Dans le domaine de l’agriculture, le soufre constitue l’un des éléments les plus largement employés, quelle que soit sa forme.
La pollution et l’acidification des milieux par le soufre
Comme le carbone, le phosphore, l’azote, l’eau et l’oxygène, le soufre est un élément essentiel à la vie et possède son propre cycle de vie. On appelle ce dernier le cycle mondial du soufre. La brûlure du pétrole, du charbon et du gaz modifie ce cycle en acidifiant l’air, la mer, les sols, les pluies ainsi que les écosystèmes. Cela s’effectue par émission de dioxyde de soufre et de soufre réactif.
En 2020, une importante quantité de soufre est introduite dans le sol par le biais des pesticides et des engrais. Leurs effets écologiques « majeurs » se révèlent en cascade sur le long terme, mais sont pourtant sous-étudiés. Selon Eve-Lyn et al. (2020), l’analyse du cycle du soufre implique également l’étude des rôles intégrés du climat, de l’hydrologie et d’autres cycles d’éléments dans le changement des processus et des flux du soufre. Cela concerne l’intérieur et l’entourage des zones de sources agricoles. Les agriculteurs, les scientifiques, les autorités de régulation et les gestionnaires des terres engagés dans la transition vers l’agroécologie sont impliqués dans cette étude.

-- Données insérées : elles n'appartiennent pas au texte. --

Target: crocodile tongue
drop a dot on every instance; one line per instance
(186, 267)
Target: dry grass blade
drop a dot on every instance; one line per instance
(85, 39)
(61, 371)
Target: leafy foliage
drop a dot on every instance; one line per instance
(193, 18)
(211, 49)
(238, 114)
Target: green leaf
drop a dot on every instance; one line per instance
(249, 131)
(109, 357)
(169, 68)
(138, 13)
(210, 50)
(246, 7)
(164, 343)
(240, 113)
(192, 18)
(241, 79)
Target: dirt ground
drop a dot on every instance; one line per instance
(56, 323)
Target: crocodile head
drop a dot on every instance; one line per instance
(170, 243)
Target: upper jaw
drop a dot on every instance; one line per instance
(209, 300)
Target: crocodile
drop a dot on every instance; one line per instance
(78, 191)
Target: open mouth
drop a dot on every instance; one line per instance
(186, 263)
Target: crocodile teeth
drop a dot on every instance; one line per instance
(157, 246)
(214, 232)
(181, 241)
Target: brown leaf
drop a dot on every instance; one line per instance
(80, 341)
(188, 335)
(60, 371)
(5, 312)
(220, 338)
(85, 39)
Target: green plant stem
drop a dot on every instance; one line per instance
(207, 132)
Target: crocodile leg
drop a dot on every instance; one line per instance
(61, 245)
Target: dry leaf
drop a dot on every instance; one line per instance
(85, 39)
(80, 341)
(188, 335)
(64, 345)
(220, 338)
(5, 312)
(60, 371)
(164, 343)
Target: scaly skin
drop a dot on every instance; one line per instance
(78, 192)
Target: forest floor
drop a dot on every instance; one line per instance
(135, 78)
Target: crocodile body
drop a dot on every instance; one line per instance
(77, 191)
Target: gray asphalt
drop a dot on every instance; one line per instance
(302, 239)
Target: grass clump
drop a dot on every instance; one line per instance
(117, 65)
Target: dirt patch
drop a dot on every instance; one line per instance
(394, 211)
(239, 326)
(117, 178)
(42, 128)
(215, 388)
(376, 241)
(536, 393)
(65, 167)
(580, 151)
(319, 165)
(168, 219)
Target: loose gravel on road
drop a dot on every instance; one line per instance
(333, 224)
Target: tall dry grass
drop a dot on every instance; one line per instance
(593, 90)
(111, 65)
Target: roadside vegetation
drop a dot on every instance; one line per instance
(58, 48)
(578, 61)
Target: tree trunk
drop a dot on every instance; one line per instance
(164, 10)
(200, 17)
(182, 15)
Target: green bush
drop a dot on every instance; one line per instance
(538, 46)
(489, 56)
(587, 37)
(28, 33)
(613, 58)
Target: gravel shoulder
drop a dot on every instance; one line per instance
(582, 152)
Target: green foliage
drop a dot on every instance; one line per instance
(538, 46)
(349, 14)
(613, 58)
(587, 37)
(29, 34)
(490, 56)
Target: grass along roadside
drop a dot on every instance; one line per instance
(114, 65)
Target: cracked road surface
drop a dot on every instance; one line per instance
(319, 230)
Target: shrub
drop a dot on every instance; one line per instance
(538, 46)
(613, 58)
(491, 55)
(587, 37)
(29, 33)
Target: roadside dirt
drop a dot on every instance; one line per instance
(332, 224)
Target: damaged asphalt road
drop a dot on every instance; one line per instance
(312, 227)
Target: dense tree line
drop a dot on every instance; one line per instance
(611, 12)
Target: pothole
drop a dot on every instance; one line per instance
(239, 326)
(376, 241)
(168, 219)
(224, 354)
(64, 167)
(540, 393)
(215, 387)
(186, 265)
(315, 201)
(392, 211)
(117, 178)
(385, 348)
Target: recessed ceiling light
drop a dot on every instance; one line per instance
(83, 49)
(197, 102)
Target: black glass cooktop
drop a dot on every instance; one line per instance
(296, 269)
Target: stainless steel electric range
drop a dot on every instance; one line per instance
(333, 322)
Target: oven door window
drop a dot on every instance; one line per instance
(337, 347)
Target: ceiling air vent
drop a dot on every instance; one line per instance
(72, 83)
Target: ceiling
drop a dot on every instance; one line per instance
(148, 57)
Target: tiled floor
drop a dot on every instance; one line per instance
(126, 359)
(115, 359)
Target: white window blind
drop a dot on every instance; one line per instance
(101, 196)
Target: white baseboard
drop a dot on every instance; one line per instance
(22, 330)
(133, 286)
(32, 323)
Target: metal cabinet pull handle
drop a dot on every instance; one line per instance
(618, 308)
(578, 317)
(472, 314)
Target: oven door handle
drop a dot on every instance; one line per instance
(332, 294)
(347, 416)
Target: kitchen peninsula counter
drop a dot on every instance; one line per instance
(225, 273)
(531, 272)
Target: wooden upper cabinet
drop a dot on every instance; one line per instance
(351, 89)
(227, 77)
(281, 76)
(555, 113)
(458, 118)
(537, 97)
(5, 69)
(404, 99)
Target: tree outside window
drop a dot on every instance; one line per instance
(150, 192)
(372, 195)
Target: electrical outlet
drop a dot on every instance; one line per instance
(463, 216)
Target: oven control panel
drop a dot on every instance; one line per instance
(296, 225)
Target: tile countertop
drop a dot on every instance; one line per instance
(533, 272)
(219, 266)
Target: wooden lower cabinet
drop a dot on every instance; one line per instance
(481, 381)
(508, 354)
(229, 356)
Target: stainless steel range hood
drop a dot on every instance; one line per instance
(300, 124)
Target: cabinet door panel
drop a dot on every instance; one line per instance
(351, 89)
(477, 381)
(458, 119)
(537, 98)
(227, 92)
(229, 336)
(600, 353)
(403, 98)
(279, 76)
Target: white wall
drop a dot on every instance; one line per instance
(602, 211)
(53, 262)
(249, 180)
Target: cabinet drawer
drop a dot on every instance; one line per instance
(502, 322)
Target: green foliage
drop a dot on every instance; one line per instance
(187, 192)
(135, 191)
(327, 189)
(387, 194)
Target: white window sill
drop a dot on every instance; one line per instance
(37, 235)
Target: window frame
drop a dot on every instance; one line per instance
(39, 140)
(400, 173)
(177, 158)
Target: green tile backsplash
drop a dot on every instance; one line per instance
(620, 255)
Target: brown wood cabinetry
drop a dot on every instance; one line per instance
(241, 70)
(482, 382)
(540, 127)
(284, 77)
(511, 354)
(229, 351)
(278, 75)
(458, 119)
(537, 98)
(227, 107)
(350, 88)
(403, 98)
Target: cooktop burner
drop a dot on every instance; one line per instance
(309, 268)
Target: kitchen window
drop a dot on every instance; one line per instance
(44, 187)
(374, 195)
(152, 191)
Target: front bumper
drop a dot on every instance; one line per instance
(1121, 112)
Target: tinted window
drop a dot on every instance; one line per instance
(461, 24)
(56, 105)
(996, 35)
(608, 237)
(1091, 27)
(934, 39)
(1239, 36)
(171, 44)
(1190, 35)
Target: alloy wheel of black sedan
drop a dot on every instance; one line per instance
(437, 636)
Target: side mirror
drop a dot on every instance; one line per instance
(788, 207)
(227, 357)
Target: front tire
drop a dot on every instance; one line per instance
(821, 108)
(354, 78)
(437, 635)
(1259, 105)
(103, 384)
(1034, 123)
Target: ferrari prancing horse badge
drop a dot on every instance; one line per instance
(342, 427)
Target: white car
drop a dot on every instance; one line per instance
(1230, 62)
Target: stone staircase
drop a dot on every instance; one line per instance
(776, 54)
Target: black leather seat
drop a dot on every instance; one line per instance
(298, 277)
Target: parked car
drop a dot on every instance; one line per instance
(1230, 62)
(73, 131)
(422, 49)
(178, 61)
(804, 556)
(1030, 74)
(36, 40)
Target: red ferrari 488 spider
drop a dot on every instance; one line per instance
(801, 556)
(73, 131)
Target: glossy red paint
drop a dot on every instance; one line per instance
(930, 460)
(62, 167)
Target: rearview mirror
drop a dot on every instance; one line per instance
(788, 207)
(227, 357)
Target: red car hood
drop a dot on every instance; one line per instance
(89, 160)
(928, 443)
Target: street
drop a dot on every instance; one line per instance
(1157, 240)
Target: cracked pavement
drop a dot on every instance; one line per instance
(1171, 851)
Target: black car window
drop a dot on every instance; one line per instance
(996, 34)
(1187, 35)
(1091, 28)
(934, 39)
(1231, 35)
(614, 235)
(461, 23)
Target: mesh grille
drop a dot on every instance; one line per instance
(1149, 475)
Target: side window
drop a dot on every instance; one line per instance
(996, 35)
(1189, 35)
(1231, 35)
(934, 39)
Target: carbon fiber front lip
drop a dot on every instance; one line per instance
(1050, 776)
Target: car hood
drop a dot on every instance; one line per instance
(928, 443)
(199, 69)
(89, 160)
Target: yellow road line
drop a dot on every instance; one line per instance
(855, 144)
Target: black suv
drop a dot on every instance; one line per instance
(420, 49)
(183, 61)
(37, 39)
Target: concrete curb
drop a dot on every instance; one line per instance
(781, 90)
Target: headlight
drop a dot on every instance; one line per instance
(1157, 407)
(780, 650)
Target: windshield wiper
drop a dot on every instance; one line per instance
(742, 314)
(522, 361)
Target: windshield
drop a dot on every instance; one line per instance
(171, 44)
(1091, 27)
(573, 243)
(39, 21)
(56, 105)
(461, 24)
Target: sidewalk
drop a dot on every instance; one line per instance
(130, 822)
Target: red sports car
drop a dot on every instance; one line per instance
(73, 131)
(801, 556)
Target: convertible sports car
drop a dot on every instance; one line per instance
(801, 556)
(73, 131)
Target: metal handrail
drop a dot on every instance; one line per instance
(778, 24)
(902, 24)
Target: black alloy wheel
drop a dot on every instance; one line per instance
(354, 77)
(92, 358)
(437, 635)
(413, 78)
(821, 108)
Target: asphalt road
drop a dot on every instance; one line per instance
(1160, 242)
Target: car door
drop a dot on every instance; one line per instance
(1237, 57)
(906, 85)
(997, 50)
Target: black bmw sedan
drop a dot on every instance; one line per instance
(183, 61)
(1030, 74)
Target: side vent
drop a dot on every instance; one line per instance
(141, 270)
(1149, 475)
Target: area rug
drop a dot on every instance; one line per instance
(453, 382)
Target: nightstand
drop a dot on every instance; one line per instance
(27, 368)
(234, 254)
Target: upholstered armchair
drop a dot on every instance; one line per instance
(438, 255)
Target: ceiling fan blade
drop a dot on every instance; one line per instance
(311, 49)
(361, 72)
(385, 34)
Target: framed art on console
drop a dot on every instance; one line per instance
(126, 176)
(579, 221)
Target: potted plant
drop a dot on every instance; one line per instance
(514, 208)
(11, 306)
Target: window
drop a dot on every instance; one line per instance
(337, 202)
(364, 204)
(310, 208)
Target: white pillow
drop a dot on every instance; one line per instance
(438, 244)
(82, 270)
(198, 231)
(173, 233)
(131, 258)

De nos jours, les carburants sont plus ou moins désoufrés, mais la modification anthropique du cycle du soufre n’est pas encore terminée. Une fois les hydrocarbures facilement accessibles épuisés, l’industrie d’extraction des ressources fossiles se tournera vers les hydrocarbures non conventionnels. Ces derniers sont souvent plus riches en soufre et en d’autres contaminants que les hydrocarbures conventionnels. En parallèle, la réglementation devrait imposer à la marine marchande d’employer des carburants nettement moins soufrés. Il est à noter que celle-ci est actuellement responsable de 75 % des émissions d’oxyde de soufre. Ainsi, le soufre ne figure pas sur la liste des éléments qui risquent de manquer. Au contraire, il sera excessivement présent dans les sols agricoles.
Les sources de soufre
Le soufre est un non-métal naturellement abondant et se trouve dans divers minéraux sous forme de sulfures comme la pyrite, la galène et le cinabre. Il compose aussi d’autres éléments sous forme de sulfates tels que les vitriols, la barytine et le gypse. Cet élément chimique de symbole S se trouve également au niveau des sources chaudes et des fumerolles ainsi que dans les gaz volcaniques.
Le soufre est aussi présent en petites quantités dans le pétrole et le charbon. Ces derniers produisent de l’anhydride sulfureux, une fois brûlés. Celui-ci se combine ensuite avec l’eau présente dans l’atmosphère pour produire les pluies acides. C’est pourquoi les normes sur les carburants exigent davantage que le soufre soit extrait des combustibles fossiles. Ce minéral extrait est alors raffiné et représente une majeure partie de production de soufre.
On rencontre une extraction du soufre le long de la côte du golfe du Mexique selon le procédé Frasch. Ce dernier consiste à chauffer de l’eau liquide à 160 °C et de l’injecter dans le gisement de soufre, ce qui le fait fondre. Ensuite, de l’air comprimé est injecté dans le puits afin de remonter le soufre fondu à la surface. Des navires spécialisés dénommés soufriers sont utilisés si le soufre transporté est en grande quantité.
Calendrier
Dans le calendrier républicain français, le mois de nivôse correspond à la période du 21 décembre au 19 janvier du calendrier grégorien. Le quatrième jour de ce mois porte le nom de Soufre.